We had coffee with Kim today. Which was totally awesome. I talked her ear off. I don't get to talk to people my age much so I just couldn't shut up. We had a good time though and will definitely be doing so more often. I've known her since I was waaaay young. She rocks!
Then we went to see Jessica and Alex. They have grown so much! I was soooo happy to see them. I miss them a lot. Alex pretty much looks the same but a lil more mature ya know? And Jessica... wow... she's looks so different to me! Really it's just the hair and the fact that she's walking (and running!!!) realy good on her own.
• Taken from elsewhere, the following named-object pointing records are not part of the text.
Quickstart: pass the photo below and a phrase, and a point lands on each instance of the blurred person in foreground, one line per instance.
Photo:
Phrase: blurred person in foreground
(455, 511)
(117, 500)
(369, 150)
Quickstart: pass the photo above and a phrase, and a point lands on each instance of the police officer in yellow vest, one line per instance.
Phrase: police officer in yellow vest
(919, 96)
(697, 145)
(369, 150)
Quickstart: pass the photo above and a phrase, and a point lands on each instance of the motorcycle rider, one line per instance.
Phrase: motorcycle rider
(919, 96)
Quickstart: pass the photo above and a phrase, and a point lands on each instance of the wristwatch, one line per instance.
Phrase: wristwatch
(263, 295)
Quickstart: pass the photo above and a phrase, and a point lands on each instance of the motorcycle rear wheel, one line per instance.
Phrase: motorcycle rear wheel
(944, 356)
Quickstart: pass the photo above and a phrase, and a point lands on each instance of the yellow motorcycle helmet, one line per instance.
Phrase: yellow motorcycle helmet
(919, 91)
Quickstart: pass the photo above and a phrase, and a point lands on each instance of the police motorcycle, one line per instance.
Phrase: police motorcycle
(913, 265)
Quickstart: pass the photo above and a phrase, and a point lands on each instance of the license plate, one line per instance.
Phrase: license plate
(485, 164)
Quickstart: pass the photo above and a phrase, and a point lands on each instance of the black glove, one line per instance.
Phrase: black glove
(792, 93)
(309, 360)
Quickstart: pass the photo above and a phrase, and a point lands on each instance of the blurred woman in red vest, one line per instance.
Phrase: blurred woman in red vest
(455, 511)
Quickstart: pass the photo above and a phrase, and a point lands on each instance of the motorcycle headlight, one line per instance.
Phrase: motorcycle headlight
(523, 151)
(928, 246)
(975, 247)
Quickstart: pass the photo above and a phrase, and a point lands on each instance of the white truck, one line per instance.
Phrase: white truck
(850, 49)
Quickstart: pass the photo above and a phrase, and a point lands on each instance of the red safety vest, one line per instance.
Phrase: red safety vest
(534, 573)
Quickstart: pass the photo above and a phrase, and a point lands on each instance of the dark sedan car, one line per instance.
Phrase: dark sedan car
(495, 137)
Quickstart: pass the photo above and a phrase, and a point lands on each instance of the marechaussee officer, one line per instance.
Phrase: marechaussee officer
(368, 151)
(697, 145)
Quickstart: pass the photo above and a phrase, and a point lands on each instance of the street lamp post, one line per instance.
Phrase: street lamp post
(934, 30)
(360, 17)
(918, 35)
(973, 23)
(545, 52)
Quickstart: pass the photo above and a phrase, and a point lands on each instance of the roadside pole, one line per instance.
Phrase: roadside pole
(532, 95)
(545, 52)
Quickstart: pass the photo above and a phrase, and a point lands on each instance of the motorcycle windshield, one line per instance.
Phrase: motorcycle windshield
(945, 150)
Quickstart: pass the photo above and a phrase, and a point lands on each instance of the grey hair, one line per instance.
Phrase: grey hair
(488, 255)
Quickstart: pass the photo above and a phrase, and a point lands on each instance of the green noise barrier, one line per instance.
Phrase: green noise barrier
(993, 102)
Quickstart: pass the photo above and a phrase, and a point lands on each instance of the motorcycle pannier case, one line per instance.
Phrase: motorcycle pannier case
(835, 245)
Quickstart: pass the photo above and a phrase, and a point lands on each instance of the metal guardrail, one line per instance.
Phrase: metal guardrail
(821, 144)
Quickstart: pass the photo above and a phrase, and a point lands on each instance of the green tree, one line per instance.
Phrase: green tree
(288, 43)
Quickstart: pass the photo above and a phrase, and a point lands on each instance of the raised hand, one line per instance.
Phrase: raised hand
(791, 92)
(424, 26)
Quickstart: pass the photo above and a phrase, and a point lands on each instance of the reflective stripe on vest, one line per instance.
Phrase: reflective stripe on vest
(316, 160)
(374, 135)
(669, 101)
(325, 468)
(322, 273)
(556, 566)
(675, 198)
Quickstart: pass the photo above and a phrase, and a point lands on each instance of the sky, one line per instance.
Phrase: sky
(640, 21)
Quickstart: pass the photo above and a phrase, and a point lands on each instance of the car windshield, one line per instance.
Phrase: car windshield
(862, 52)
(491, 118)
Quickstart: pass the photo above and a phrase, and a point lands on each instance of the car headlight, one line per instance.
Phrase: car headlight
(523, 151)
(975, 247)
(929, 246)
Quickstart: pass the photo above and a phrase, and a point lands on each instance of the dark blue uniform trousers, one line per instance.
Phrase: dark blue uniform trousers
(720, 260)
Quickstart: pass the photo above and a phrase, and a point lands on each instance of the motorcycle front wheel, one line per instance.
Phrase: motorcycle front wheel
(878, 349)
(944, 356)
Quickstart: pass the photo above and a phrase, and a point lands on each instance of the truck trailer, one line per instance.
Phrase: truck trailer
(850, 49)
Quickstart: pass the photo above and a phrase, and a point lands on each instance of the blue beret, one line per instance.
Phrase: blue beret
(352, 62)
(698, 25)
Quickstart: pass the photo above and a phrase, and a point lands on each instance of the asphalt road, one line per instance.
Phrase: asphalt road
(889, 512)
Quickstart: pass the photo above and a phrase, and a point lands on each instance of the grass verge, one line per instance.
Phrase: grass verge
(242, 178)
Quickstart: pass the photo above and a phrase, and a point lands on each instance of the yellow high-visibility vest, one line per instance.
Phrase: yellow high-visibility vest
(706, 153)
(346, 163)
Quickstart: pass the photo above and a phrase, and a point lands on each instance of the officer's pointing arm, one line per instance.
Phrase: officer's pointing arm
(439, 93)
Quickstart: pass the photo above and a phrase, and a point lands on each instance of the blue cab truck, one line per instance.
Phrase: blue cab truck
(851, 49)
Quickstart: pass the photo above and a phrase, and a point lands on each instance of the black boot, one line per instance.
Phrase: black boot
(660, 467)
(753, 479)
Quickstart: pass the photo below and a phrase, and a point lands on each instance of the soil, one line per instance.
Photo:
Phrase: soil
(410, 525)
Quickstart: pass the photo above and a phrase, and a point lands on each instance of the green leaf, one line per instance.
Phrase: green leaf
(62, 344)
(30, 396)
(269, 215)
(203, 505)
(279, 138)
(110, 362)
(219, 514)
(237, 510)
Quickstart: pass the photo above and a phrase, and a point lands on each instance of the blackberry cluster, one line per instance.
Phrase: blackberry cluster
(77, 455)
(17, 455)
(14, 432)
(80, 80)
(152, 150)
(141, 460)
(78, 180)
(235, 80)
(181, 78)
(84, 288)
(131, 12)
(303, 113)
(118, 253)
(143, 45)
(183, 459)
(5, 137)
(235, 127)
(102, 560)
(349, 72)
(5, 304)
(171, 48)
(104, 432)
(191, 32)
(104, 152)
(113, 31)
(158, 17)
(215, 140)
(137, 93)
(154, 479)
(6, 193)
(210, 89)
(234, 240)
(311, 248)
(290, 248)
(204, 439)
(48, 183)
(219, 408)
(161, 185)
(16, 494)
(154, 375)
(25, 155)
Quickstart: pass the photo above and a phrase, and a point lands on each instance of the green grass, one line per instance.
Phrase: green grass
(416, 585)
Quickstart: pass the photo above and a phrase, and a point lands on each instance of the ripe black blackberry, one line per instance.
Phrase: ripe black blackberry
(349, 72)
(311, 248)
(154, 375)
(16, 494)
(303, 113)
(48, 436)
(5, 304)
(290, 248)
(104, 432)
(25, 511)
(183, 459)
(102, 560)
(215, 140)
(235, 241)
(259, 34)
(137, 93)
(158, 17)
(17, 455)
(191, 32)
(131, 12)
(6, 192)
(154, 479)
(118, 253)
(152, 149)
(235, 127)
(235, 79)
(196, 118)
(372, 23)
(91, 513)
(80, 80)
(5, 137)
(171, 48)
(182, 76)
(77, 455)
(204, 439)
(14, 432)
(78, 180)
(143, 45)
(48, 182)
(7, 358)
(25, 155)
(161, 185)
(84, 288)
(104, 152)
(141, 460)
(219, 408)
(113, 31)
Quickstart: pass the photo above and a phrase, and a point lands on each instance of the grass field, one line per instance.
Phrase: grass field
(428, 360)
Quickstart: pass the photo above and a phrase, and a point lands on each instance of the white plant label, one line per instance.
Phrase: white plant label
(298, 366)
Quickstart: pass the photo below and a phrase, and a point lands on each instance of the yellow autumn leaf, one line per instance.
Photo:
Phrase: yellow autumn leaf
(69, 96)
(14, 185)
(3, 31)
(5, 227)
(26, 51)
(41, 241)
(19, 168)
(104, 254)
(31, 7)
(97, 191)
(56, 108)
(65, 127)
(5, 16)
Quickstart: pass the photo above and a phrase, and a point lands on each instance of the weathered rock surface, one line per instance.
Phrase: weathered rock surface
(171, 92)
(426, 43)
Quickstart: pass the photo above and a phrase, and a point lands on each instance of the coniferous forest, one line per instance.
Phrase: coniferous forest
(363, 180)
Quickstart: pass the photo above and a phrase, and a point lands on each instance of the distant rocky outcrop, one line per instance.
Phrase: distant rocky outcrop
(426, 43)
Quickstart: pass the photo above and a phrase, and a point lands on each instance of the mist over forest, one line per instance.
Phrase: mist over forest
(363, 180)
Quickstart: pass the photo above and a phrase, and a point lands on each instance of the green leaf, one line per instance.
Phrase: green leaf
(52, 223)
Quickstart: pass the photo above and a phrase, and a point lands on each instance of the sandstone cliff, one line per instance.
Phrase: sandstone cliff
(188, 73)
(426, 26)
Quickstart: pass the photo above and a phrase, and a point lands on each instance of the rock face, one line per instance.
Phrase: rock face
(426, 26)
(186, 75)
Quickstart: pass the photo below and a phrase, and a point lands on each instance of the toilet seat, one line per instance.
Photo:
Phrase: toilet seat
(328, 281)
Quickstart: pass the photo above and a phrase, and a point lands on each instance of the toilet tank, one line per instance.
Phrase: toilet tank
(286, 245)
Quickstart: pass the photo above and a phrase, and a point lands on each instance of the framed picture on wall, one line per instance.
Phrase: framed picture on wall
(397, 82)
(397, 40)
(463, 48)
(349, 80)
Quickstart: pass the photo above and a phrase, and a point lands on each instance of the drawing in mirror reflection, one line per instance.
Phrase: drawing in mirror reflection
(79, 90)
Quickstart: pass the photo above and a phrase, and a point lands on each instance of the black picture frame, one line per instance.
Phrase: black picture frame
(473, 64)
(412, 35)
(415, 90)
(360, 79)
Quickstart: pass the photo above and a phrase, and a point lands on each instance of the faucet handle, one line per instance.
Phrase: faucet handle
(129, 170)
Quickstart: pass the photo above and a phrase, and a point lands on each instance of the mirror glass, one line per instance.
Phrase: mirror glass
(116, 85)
Oh, I just love them!

My teeth have been bothering me so much lately. Hurts pretty bad. Looks like I'll be having my wisdom teeth out and some sort of braces put on. Yeah..22 years old with braces... I'm the epitome of cool.

God has been so good to us! Just wanted to point that out. We give him all the praise and honor and glory for all that he has done and is doing and WILL do in our lives!! Whoo-Hoo!!